Quote:GCC should perform the same on all platforms
It's brave assumption, mingw is a port, not GCC itself in pure form.
Reply
#15
I am not aware of any of the patches or changes they applied. But IF we did something, that breaks MinGW, we have to change it back. Period.
The greatest pleasure in life is to do what people say you cannot do.
Uhm... Honey, there's a head in the toilet!
Reply
#16
Visual Studio 2013 isn't supported, so it being non-free does not affect my statement that "we only support free compilers."  In fact, you could (and should) read the second comment of "I looked at supporting" as an extension of the idea that we might at some point support non-free compilers.  However, its lack of good support for C++11 (formerly C++0x) makes that not worth my time right now.  (Though if someone wanted to submit a pull request that added VS2013 support without disrupting the regular code, I would consider it.)  GCC is not just a Linux compiler.  It can run on, and build code for, a variety of platforms.

I believe at this point some C++0x support is mandatory to parse the code on the unification branch.  I have however taken care to avoid C++0x features that are (1) only available in very new compilers and (2) impractical to emulate via Boost.  Whenever you speak of compilers, you need to distinguish between a compiler built using a technology and a compiler that can build things that use that technology.  To build unification, you must have a compiler that can build code which uses C++0x features.  There are supported versions of gcc that are themselves written in pure C, so obviously they cannot be built using C++0x -- but they still compile C++0x-using code correctly.

I just tried a mingw build and it failed in a few places.  None of those look like platform conformance problems with the underlying compiler.  Instead, it is just places where Windows works a bit differently and the code needs to be modified to handle it.

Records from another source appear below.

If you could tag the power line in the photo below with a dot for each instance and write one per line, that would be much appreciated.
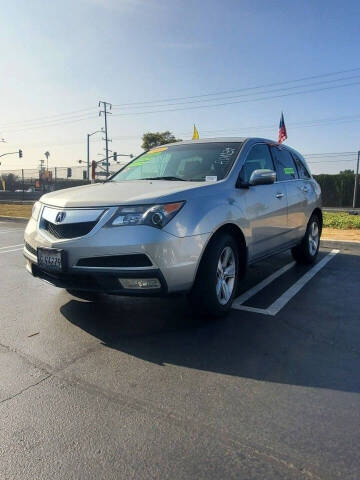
(236, 102)
(47, 118)
(70, 115)
(323, 82)
(241, 89)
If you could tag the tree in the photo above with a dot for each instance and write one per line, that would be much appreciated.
(47, 155)
(10, 180)
(154, 139)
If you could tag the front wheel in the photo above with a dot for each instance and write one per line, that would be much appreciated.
(307, 251)
(216, 280)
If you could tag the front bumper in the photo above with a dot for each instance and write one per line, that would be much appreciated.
(173, 260)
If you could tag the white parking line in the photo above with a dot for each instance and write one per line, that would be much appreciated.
(11, 231)
(8, 251)
(11, 246)
(288, 294)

2 format string mismatches
1 failure to match a function in menu.cpp
1 ambiguous overload in the render code
2 type mismatches because Windows sendto/recvfrom take the wrong type for their buffer - easily fixed with a cast
1 improper type selection in state.cpp
Reply
#17
That actually doesn't look so bad. On the contrary. I wonder if we uncover and eradicate a few strange glitches this way.
The greatest pleasure in life is to do what people say you cannot do.
Uhm... Honey, there's a head in the toilet!
Reply
#18
Fixed ambiguous overload: d0b3d9e Force desired conversion in render_object_search
Fixed improper type selection: d35b021 Fix misspelled C++ guard in loadgl.h
Fixed failure to match in menu.cpp: 11cbbf6 Fix Win32 newmenu_do build failure
Fixed Windows networking: 78559cd Cast network buffers for compatibility with Win32 prototype
Fixed format string mismatches: a301eb9 Cast fix64->unsigned long in HUD

With these changes, the Windows build now completes for me.
Reply
#19
Great! Thank you, now at least we have confirmation that it compiles on windows.
Reply
#20
So it has become a sad running gag for me to say that I had lots of stuff to do, not much time but getting back to DXX-Rebirth as soon as possible.

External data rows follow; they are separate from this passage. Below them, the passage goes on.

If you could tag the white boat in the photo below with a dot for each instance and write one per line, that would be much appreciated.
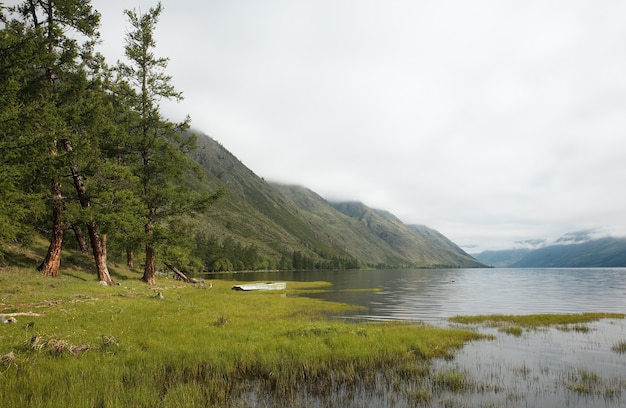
(261, 286)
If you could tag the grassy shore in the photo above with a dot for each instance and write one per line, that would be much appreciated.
(76, 343)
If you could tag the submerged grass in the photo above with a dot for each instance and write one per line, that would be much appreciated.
(513, 324)
(89, 345)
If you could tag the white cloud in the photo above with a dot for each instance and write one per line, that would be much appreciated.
(491, 121)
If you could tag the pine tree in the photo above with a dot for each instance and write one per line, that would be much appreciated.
(58, 86)
(157, 145)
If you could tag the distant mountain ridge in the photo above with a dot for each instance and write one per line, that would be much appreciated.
(282, 220)
(571, 251)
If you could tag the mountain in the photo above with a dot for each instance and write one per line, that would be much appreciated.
(604, 252)
(285, 223)
(503, 258)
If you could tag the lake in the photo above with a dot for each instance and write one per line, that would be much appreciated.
(540, 368)
(434, 294)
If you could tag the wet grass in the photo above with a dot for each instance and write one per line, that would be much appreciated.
(619, 347)
(514, 324)
(89, 345)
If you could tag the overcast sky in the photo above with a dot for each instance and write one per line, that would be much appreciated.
(492, 121)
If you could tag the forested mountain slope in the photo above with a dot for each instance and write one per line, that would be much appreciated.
(605, 252)
(283, 220)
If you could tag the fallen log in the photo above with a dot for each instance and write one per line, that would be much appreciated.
(20, 314)
(181, 275)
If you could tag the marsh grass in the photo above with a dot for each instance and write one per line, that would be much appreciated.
(564, 322)
(122, 346)
(619, 347)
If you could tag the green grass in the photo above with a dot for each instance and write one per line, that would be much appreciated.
(565, 322)
(96, 346)
(619, 347)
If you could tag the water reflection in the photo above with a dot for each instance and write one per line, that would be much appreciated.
(430, 295)
(547, 367)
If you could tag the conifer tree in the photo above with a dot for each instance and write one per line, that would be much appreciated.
(157, 145)
(58, 88)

And it never happens. And you are right be being a bit angry. This project has always been a hobby to me and I never realized how lucky I was to actually have time to dedicate to it.

But quite a few of you still come here and haven't abandon it, yet. This is so awesome and I like to thank you for this. I really got some awesome fans out there and there is nothing I could say to pay this respect. Just: Thank you - you guys are GREAT!

Now of course even tho I was not available, the work went on. There are now quite few developers on the project - most importantly kp taking care of a LOT of the internals of the engine and Matt who's tirelessly working on the new tracker.

And now I try to get myself back in the mix again as well. I did some smaller things in the past weeks - mostly on the physics and it's coming along slowly but steadily (many thanks to Trent Hawkins helping me here). And I know: I repeat myself again.

I must be honest with you as I must be honest with me: Not having much time doesn't mean I have no time at all. I surely could invest some time in front of the keyboard but it has always also been a thing of motivation. Which was on an all day low. There's no point in denying that. If I don't have any FUN in programming, there won't be and real progress from me anyways.

But seeing you guys still lurking in the forums now put a smile on my face as I really expected some kind of a wasteland here. And it's not. This and my recent contacts with a certain Indie developer I think now got me moving again.

So lets see if I can do that.

Now I am perfectly aware this wasn't the most ... professional post. Let's say it like it is: I am merely human. And I see no point in not being honest about that. I DO hope you understand my reasoning a little bit. If not, that is fine. But if you do: THANK YOU! YOU ARE AWESOME. Smile

[Image: anewhope.png]
The greatest pleasure in life is to do what people say you cannot do.
Uhm... Honey, there's a head in the toilet!